Historically when virgin plastic prices are at parity with or higher than recycled resin, end users have substituted recycled material wherever possible. “We haven’t necessarily seen that. Nobody’s willing to take any risks.”
She added that given how weak demand is, ICIS does not expect to see increased adoption, unless the elevated virgin PET prices are sustained.
Bassetti also noted that adopting recycled content into existing production processes is gradual, even if the end user has already qualified the material. Making the switch would affect their supply chains for several months, with no certainty as to what future pricing will look like, Bassetti said.
In PET bale markets, pricing has diverged, depending on the polymer and grade, she said. Pricing for East Coast curbside PET bales has remained flat even as flake and pellet prices tracked rises in virgin markets, as a result of the concentration of PET closures in the region and the resulting buildup of bale supply.
Europe has started to pick up some of the excess bales, particularly Turkey and Germany, she added.
The West Coast, however, is experiencing an entirely different dynamic. The demand pull from Mexico is helping to support bale pricing in that region, as US bales are significantly less expensive than in Mexico. “That might be one of the only dynamics at the moment, demand-wise, that doesn’t really have to do anything with the Iran conflict.”
And until there is some resolution to the Iran conflict, ICIS forecasts for recycled resin prices will follow the outlook for virgin resin, Bassetti said, and toward the end of the year, she expects RPET premiums to normalize to 20% to 30% higher than virgin.
Seasonal patterns ‘out the window’
For RPET, summer typically is the high season, with bale pricing rising with increased demand starting around early March as the bottling supply chain ramps up production for the peak summer beverage season. July 4 is the traditional peak for summer demand, after which post-consumer bottle supply starts to become abundant once more.
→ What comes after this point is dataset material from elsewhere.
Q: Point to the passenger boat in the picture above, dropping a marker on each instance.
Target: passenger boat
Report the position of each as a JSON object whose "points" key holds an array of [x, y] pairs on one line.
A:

But “with everything that’s happened, that demand pattern has been thrown out the window, and we’ve made it past the point where we would have seen that demand for beverage season, for thermoforms, and so we’re going to start entering a period where supply is going to be even longer, because it’s hot, summer starts, and everybody’s buying again.” She added that HDPE and PP would likely see slightly different patterns.
For the longer term, demand from Latin America will grow in the medium to long term, amid investments from Arca Continental and other factors, she said. Already additional demand for RPET has come from Colombia and Mexico.
ICIS also believes that demand is coming from Brazil, which is using trade policy to protect its burgeoning domestic RPET industry, imposing stiffer import taxes to discourage plastic scrap imports while also implementing minimum recycled content laws. “I think the demand pull is only going to increase over time.”